Our unwitting hero, Gulliver, has an iPhone, works in a high rise office block, and is madly in love with his female boss. Gulliver is an unlikely hero, living in a world of his own at times, and I must admit I found his approach to life somewhat irritating at the start. But what has remained the same in this remake of the classic tale, if memory serves me right, is the little people, the Lilliputians. The Lilliputians are only 6 inches tall, but they are brave, resourceful, determined, work together as a team and are charmingly old-fashioned. And as for the special effects – incredible! The film was hilarious, but on a serious note it brought it home to me that we, meaning you, me and anybody who’s life has been touched by Parkinson’s, are the Little People and Parkinson’s the giant. But just as the Lilliputians beat their demons, we can, and we will, beat this degenerative condition. But we can only do it by working together. At the moment, two people stick out in my mind who are actively pursuing the Holy Grail – the holy grail being the Cure to Parkinson’s (or, at the very least, finding the brakes to slow it down). Those two people are Tom Isaacs and Bryn Williams. They, together with the support from their own circle of friends, families and supporters, are giants in the Parkinson’s world and are forging the path ahead for all of us. But what Tom and Bryn need from us is our support. It is only by pulling together and working as a team, just as the Lilliputians did, that we can tame the “beast” that is known as Parkinson’s. 

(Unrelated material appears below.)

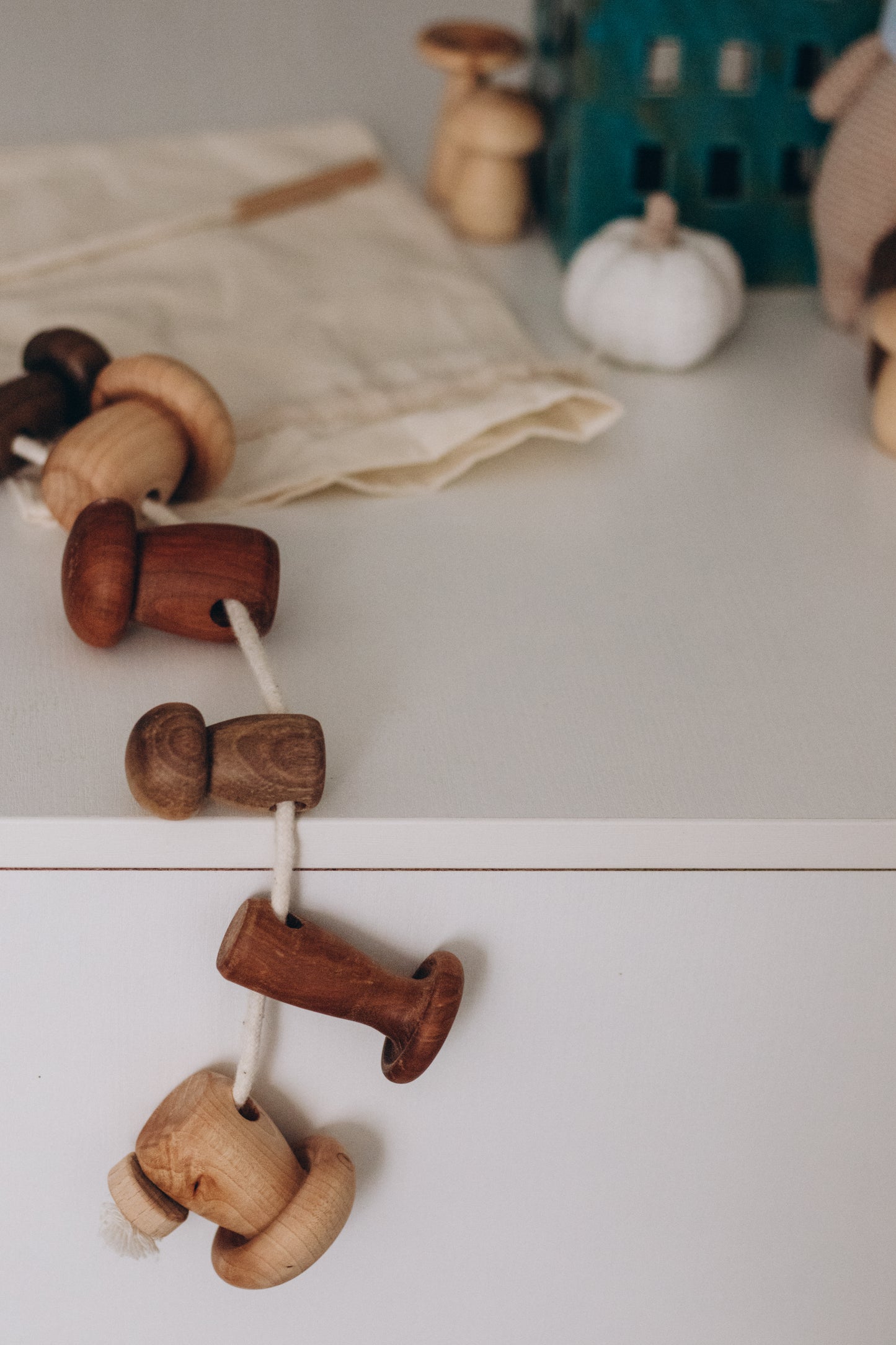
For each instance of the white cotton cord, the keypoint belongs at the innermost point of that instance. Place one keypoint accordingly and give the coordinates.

It concerns me when I come across a PwP who has buried their head in the sand. To all of you out there in the Parkinson’s world – don’t bury your head in the sand – instead work with Tom and Bryn. We all need to look the Parkinson’s beast right in the eye and confront it – just as Gulliver did when he was confronted by a seemingly all powerful creature which threatened the way of life of the Lilliputians. In the film, Gulliver overcame his own personal shortcomings and fear. Whilst it is beneficial to accept Parkinson’s before it can be confronted it is also really important to do everything in your power to stay mobile, stay sane, overcome your fear and stay in control. In short, we can all become a Gulliver – a kind of antihero.

And now – I’m going back to Swindon to return the wellie-boots I had bought Tim a couple of weeks ago, they don’t fit his feet, which was my original reason why I went to Swindon yesterday. Instead, I managed to leave the wellie-boots at home and only realised when we had got to our destination! This time, I shall make sure I have also turned off all the gas rings on the cooker before leaving home. I shall ensure I do not leave one of them on all day, which is what I did yesterday.